Re: Techniques On Saving Memory
by Roy Johnson (Monsignor) on Mar 09, 2005 at 19:17 UTC
    Looking at the problem differently, since you know how big each array is, you can use a hash and one array. In the hash, you store the offset to the beginning of the desired (conceptual) row in the array.
    use strict; use warnings; my %hash; my @array; my $row_length = 5; my $next_available = 0; for (qw(cow pig donkey)) { $hash{$_} = $next_available; for my $col (0..($row_length - 1)) { $array[$next_available + $col] = "$_ $col"; } $next_available += $row_length; } # What would have been $hash{pig}[3]: print $array[$hash{pig}+3];
    You could even make a class implementing hashes of fixed-size arrays and give it an indexing method. I'm not going to. :-)

    Caution: Contents may have been coded under pressure.
Re: Techniques On Saving Memory
by diotalevi (Canon) on Mar 09, 2005 at 23:44 UTC

    Most of the discussion by other people seems to be about how to represent the same data in a smaller space.

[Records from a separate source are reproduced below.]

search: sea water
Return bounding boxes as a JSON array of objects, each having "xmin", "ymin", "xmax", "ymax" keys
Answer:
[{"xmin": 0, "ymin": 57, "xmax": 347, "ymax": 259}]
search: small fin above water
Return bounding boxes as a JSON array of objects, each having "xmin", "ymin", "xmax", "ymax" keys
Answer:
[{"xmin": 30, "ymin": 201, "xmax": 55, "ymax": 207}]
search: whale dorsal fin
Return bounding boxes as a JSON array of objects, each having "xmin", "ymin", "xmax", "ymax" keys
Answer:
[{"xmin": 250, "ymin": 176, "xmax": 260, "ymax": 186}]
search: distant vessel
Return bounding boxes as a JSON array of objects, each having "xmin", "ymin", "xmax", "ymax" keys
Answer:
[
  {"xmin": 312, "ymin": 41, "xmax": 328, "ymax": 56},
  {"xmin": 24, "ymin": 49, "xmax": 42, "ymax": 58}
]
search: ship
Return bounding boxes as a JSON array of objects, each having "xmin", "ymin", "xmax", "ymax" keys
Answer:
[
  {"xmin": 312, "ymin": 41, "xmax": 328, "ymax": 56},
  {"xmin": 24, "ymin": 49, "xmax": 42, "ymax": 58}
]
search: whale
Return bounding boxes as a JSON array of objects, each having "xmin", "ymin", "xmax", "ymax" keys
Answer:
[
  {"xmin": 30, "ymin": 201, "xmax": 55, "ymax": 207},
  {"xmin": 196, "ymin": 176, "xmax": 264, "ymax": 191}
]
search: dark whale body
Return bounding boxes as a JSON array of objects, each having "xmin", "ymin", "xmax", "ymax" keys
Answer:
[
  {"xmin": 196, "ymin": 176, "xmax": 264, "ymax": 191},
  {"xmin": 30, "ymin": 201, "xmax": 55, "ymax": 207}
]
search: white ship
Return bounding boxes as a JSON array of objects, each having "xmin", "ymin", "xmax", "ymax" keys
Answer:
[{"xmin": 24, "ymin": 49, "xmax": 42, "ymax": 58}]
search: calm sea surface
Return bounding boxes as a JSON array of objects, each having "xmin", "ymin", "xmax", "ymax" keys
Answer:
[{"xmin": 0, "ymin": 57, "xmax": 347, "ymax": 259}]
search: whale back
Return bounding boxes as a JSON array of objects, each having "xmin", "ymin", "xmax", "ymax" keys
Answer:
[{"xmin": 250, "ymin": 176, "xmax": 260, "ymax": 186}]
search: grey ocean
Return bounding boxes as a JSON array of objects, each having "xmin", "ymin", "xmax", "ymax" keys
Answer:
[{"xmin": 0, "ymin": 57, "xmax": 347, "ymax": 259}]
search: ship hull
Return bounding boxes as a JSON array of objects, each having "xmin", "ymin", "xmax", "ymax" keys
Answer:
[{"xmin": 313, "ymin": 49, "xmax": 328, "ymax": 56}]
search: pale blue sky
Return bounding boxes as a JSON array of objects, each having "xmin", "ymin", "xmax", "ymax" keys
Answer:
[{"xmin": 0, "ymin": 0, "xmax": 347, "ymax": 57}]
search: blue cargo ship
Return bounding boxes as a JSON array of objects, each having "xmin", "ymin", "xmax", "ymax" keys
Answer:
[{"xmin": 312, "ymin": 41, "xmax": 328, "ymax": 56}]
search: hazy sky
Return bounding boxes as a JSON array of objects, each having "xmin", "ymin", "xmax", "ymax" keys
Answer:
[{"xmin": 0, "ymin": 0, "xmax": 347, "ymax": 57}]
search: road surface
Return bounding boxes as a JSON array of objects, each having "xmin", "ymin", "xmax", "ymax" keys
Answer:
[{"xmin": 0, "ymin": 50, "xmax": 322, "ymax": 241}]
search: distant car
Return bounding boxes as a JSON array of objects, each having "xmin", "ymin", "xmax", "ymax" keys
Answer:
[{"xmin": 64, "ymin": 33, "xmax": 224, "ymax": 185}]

Here is another idea - instead of storing stringifid references, store them as packed data: pack( 'N', $str =~ /x([A-F\d]+)/ ? hex( $1 ) : die ). Your string is now four bytes long instead of at least twice that. You'd unsmash it using some "normal" method. You could also compress your data. I've stored things in memory as six bit characters when I knew I only wanted to use a limited character set and wanted to get the 25% space savings. Similarly with numbers, packing them can yield a shorter binary value than they are when represented as strings.

    You shoul also consider whether your algorithm can be changed so that less data has to be in memory at any given time. This is a really good reason to check out Dominus new book Higher Order Perl to get some training on using streams and iterators. Iterators are useful tools to use when altering your code so that less stuff is actually present at any given moment.

    Offloading things to disk is another way to save memory. Use BerkeleyDB to get a good disk-bound hash.